28-04-2024, 07:35 AM
* Contrarian view #1: Don't bother sweating the "weirdos".
Having built scripts to convert both the L-Z EVA-based transcription and the v101 transcription to the Currier alphabet, my recollection is that the fraction of glyphs for which there is not an unambiguous Currier equivalent (at least with regard to the running text in the initial herbal quires and the bio section) is roughly half a percent. I'll double check, but I'm pretty sure that's right (which is not to say that the transcriptions agree with each other at that level). That means "basic EVA"/Currier/just the vanilla ASCII bits of v101 captures roughly 199 out of every 200 glyphs. That should be good enough to read the text (if there is a text to read) -- and if it's not, then I would argue that there's no point in worrying about it.
To be clear, this is a pragmatic claim not a theoretical one. If the question is "is it possible that reading the text requires capturing every nuance of every 'weirdo' in the text?", then I have to agree that yes, abstractly it is possible. The text could be generated in some way that has some kind of state such that unless we capture all the weirdos we'll fail in trying to read it. I don't think I've ever seen anyone make a compelling case that the bulk statistics of the text make that likely, but it's possible.
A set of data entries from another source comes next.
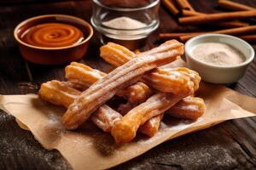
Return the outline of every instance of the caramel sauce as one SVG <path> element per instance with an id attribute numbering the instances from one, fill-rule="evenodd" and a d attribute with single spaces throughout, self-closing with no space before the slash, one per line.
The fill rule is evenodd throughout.
<path id="1" fill-rule="evenodd" d="M 21 41 L 42 48 L 61 48 L 77 44 L 84 39 L 79 28 L 62 23 L 45 23 L 26 30 Z"/>

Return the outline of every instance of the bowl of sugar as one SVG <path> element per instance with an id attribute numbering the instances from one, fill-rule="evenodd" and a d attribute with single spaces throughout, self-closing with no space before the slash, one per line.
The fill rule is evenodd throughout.
<path id="1" fill-rule="evenodd" d="M 145 44 L 159 26 L 160 0 L 93 0 L 90 22 L 101 42 L 113 42 L 131 50 Z"/>
<path id="2" fill-rule="evenodd" d="M 197 36 L 185 43 L 188 66 L 199 72 L 205 82 L 217 84 L 237 82 L 254 54 L 247 42 L 224 34 Z"/>

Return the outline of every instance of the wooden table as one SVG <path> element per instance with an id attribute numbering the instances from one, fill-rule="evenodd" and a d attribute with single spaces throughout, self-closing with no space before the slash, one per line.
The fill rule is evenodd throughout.
<path id="1" fill-rule="evenodd" d="M 13 1 L 11 1 L 13 2 Z M 29 1 L 30 2 L 30 1 Z M 90 1 L 49 1 L 0 3 L 0 94 L 37 93 L 40 83 L 51 79 L 64 80 L 65 65 L 42 66 L 25 61 L 13 37 L 15 26 L 32 16 L 66 14 L 89 21 Z M 240 1 L 256 6 L 255 0 Z M 214 0 L 191 1 L 195 8 L 212 12 Z M 161 24 L 148 41 L 155 45 L 159 32 L 183 31 L 164 8 L 160 11 Z M 96 33 L 81 62 L 107 71 L 110 65 L 98 57 L 99 37 Z M 254 49 L 256 46 L 253 45 Z M 256 60 L 246 75 L 230 86 L 233 89 L 256 97 Z M 255 104 L 256 105 L 256 104 Z M 47 150 L 31 133 L 21 130 L 13 116 L 0 110 L 0 169 L 70 169 L 57 150 Z M 113 169 L 256 169 L 256 117 L 228 121 L 207 130 L 166 142 L 147 153 Z"/>

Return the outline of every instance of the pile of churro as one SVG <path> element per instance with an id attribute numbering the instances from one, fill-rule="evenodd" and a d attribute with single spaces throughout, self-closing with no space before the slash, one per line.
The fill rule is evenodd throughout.
<path id="1" fill-rule="evenodd" d="M 138 133 L 153 137 L 164 117 L 196 120 L 203 115 L 204 101 L 195 97 L 200 76 L 170 65 L 183 54 L 183 43 L 171 40 L 135 54 L 108 42 L 101 47 L 100 54 L 116 67 L 108 74 L 72 62 L 65 68 L 67 82 L 52 80 L 41 85 L 42 99 L 67 109 L 61 117 L 67 129 L 92 122 L 122 144 Z M 118 108 L 108 105 L 114 96 L 125 103 Z"/>

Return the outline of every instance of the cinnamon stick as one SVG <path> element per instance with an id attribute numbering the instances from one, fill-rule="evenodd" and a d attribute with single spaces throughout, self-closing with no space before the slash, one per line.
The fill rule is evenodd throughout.
<path id="1" fill-rule="evenodd" d="M 179 13 L 179 10 L 174 5 L 173 0 L 161 0 L 162 4 L 174 15 Z"/>
<path id="2" fill-rule="evenodd" d="M 195 9 L 190 5 L 188 0 L 177 0 L 177 3 L 181 9 L 188 9 L 188 10 L 195 11 Z"/>
<path id="3" fill-rule="evenodd" d="M 227 20 L 244 19 L 249 17 L 255 17 L 256 10 L 242 11 L 242 12 L 228 12 L 211 14 L 206 15 L 196 15 L 179 18 L 178 20 L 181 24 L 206 24 L 216 21 L 223 21 Z"/>
<path id="4" fill-rule="evenodd" d="M 244 26 L 244 27 L 240 27 L 240 28 L 232 28 L 232 29 L 225 29 L 225 30 L 219 30 L 216 31 L 210 31 L 207 33 L 217 33 L 217 34 L 229 34 L 229 35 L 247 35 L 249 33 L 254 33 L 256 31 L 256 26 Z M 203 32 L 201 33 L 196 33 L 196 34 L 191 34 L 191 35 L 185 35 L 185 36 L 181 36 L 180 37 L 180 41 L 185 42 L 191 37 L 194 37 L 198 35 L 204 34 Z"/>
<path id="5" fill-rule="evenodd" d="M 199 13 L 196 11 L 190 11 L 190 10 L 183 10 L 183 15 L 184 16 L 201 16 L 201 15 L 206 15 L 207 14 L 205 13 Z M 210 23 L 211 25 L 217 25 L 221 27 L 224 28 L 236 28 L 236 27 L 241 27 L 241 26 L 248 26 L 246 22 L 241 22 L 241 21 L 225 21 L 225 22 L 218 22 L 218 23 Z"/>
<path id="6" fill-rule="evenodd" d="M 249 7 L 238 3 L 228 1 L 228 0 L 218 0 L 218 5 L 222 8 L 231 9 L 231 10 L 255 10 L 255 8 Z"/>

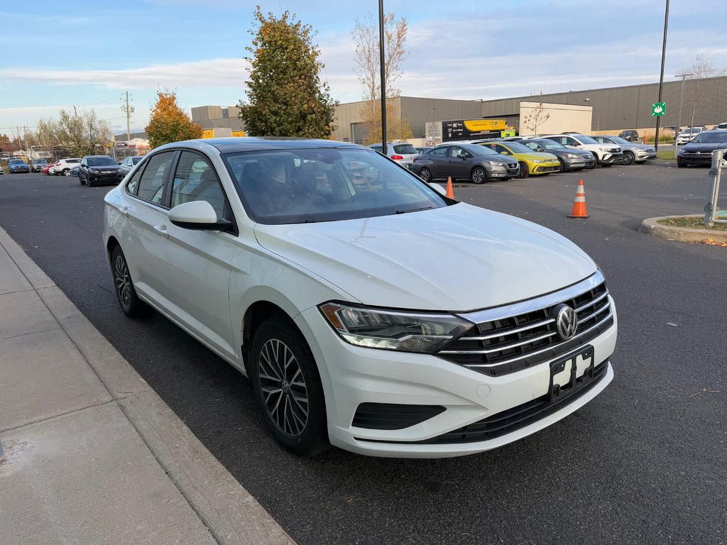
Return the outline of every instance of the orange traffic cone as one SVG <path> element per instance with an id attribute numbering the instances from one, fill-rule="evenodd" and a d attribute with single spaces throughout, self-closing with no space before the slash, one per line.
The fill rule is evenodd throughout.
<path id="1" fill-rule="evenodd" d="M 576 200 L 573 202 L 573 211 L 569 217 L 585 219 L 590 217 L 586 211 L 586 192 L 583 188 L 583 180 L 578 182 L 578 190 L 576 192 Z"/>

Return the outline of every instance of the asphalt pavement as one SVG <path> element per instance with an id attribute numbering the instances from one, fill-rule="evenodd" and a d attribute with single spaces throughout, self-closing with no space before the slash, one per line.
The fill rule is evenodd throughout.
<path id="1" fill-rule="evenodd" d="M 644 218 L 700 213 L 707 171 L 654 164 L 455 185 L 457 198 L 544 225 L 593 257 L 614 296 L 619 335 L 614 380 L 592 403 L 515 443 L 446 460 L 337 449 L 301 459 L 280 448 L 238 373 L 158 315 L 134 321 L 118 309 L 100 242 L 104 187 L 6 176 L 0 226 L 84 315 L 79 329 L 100 331 L 300 545 L 723 544 L 727 250 L 640 231 Z M 590 218 L 570 219 L 581 178 Z M 0 322 L 0 331 L 14 321 Z M 0 400 L 0 422 L 5 407 Z M 11 438 L 43 421 L 14 427 Z M 4 443 L 7 429 L 0 425 Z M 3 535 L 9 520 L 0 509 Z"/>
<path id="2" fill-rule="evenodd" d="M 294 544 L 2 229 L 0 309 L 3 543 Z"/>

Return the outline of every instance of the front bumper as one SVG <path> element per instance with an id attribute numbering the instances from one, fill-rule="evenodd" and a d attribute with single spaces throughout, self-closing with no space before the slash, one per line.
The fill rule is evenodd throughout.
<path id="1" fill-rule="evenodd" d="M 614 163 L 620 163 L 623 160 L 623 152 L 619 152 L 617 153 L 604 153 L 601 156 L 598 163 L 601 165 L 612 165 Z"/>
<path id="2" fill-rule="evenodd" d="M 537 163 L 528 164 L 531 174 L 545 174 L 550 172 L 558 172 L 561 170 L 561 162 L 558 161 L 550 161 L 547 163 Z"/>
<path id="3" fill-rule="evenodd" d="M 118 184 L 124 179 L 123 172 L 113 172 L 113 174 L 102 174 L 98 172 L 89 172 L 87 174 L 87 180 L 89 183 L 100 184 Z"/>
<path id="4" fill-rule="evenodd" d="M 647 151 L 646 150 L 639 150 L 635 152 L 635 161 L 637 163 L 643 163 L 648 159 L 656 159 L 656 151 Z"/>
<path id="5" fill-rule="evenodd" d="M 613 307 L 612 300 L 611 304 Z M 494 438 L 451 441 L 448 437 L 452 432 L 459 434 L 465 427 L 486 426 L 490 417 L 509 417 L 507 411 L 521 412 L 529 410 L 529 404 L 542 402 L 552 380 L 551 361 L 489 376 L 436 355 L 349 344 L 332 331 L 316 307 L 299 315 L 296 323 L 318 363 L 332 444 L 369 456 L 447 457 L 495 448 L 564 418 L 595 397 L 613 378 L 608 358 L 616 343 L 615 310 L 613 326 L 587 343 L 593 347 L 598 370 L 598 378 L 588 389 L 569 403 L 542 412 Z M 577 368 L 576 374 L 582 376 L 585 365 L 579 362 Z M 443 410 L 403 429 L 371 429 L 354 425 L 362 404 Z"/>
<path id="6" fill-rule="evenodd" d="M 488 169 L 489 171 L 487 175 L 491 178 L 494 178 L 496 179 L 510 179 L 510 178 L 515 177 L 518 175 L 518 172 L 520 170 L 520 165 L 515 163 L 514 165 L 510 166 L 507 164 L 499 166 L 498 165 L 492 165 L 491 170 Z"/>

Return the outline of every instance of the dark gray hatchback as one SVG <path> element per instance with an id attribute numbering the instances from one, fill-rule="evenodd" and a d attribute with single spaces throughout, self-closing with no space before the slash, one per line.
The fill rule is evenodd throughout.
<path id="1" fill-rule="evenodd" d="M 414 158 L 409 167 L 425 182 L 436 179 L 471 179 L 482 184 L 517 176 L 518 161 L 477 144 L 442 144 Z"/>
Pragmatically, if that's the case then I think that without some additional side channel of information -- finding a "bilingual" document enabling a known plaintext attack, for instance -- we might as well throw in the towel. Which makes investing large amounts of effort in encoding "weirdos" (as opposed to just marking them with something like the Currier alphabet's '*' "here be a dragon" character) an unproductive use of time. Which means "basic EVA"/Currier/just the vanilla ASCII bits of v101 should be good enough.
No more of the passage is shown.